TEMPO.CO, Jakarta - Pemberitaan media mengenai kekisruhan di tubuh Partai Keadilan Sejahtera (PKS) selalu tak ketinggalan mengutip keterangan Yusuf Supendi. Ketika PKS dirundung kasus suap daging impor yang melibatkan mantan Presiden PKS Luthfi Hasan Ishaaq, Yusuf menekankan bahwa dia sudah lama memperingatkan kader PKS soal kelakuan miring sejumlah kadernya.
Siapakah Yusuf? Pada 20 Juli 1998, ketika Partai Keadilan berdiri, dia adalah salah satu pendiri partai itu. Dia bahkan bersekolah di Madinah, Arab Saudi bersama Ketua Majelis Syuro PKS Hilmi Aminuddin, 35 tahun lalu.
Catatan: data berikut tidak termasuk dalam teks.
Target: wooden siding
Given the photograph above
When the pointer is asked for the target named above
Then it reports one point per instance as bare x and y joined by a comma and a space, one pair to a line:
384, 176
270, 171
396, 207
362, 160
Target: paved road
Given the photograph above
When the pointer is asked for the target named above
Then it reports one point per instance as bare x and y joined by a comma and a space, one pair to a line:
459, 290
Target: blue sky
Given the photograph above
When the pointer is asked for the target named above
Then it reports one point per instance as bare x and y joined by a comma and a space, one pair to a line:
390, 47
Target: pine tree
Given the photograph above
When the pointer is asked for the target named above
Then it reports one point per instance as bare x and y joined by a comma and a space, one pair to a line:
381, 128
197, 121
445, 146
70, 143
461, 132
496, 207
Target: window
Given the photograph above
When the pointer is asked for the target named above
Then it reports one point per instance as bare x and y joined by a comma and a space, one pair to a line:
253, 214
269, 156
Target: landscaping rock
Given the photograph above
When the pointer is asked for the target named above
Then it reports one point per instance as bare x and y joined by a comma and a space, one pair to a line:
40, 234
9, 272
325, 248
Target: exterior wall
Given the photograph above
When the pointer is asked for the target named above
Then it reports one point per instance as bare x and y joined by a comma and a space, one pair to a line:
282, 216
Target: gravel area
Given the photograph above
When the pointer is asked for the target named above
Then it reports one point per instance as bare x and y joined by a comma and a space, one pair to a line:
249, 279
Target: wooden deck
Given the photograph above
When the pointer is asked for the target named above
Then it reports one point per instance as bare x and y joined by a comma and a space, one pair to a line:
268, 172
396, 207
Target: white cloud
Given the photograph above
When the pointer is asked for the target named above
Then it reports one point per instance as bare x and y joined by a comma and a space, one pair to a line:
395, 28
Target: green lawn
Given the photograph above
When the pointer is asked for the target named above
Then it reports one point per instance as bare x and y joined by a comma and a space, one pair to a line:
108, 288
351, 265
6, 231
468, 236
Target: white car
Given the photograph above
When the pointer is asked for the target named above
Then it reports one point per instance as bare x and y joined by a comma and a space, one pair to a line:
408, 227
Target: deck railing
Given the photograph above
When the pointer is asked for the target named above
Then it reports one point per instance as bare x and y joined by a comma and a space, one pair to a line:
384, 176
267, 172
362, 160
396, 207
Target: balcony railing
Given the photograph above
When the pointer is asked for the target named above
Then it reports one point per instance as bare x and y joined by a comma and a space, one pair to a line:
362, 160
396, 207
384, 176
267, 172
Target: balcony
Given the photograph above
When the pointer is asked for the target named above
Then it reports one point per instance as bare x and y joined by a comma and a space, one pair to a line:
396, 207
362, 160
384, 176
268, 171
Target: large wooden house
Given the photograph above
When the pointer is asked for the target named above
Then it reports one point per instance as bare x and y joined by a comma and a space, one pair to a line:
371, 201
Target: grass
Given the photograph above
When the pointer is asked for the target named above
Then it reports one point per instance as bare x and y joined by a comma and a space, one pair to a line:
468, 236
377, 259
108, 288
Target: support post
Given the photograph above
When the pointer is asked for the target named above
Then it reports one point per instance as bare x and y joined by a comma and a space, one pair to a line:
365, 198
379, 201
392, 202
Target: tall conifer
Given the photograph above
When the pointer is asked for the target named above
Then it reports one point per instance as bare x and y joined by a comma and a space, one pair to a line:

"Saya masih ingat pertama bertemu Hilmi di Madinah sekitar September 1977," kata Yusuf kepada Tempo, Rabu, 6 Februari 2013. Saat itu, kata Yusuf, Hilmi merupakan salah satu mahasiswa Indonesia yang kuliah di sana. Sedangkan dia baru beberapa tahun berikutnya melanjutkan studi S-1 di Universitas Imam Muhammad Ibn Saud, di Riyadh.
Pada 1979, Hilmi menyelesaikan studinya dan pulang ke Tanah Air. "Saya selesai tahun 1985. Tapi saya sering pulang dan ketemu dia," ia mengenang. Menurut Yusuf, sejak pulang ke Indonesia, Hilmi menyebarluaskan gerakan Ikhwanul Muslimin, organisasi persaudaraan muslim di Mesir yang didirikan Hasan Al-Banna. Lalu pada 1983, Hilmi mendirikan Jamaah Ikhwanul Muslimin di Indonesia bersama Salim Segaf al Jufri, Abdullah Baharmus, dan Abdul Syakur (almarhum). Yusuf ikut bergabung di sana.
Ketika gerakan itu memutuskan untuk mendirikan Partai Keadilan (PK) pada 20 Juli 1998, yang kemudian menjelma menjadi Partai Keadilan Sejahtera (PKS) pada 17 April 2003, Yusuf selalu aktif. "Ketika Hilmi menjadi Ketua Majelis Syuro, saya salah satu anggotanya," kata Yusuf Supendi.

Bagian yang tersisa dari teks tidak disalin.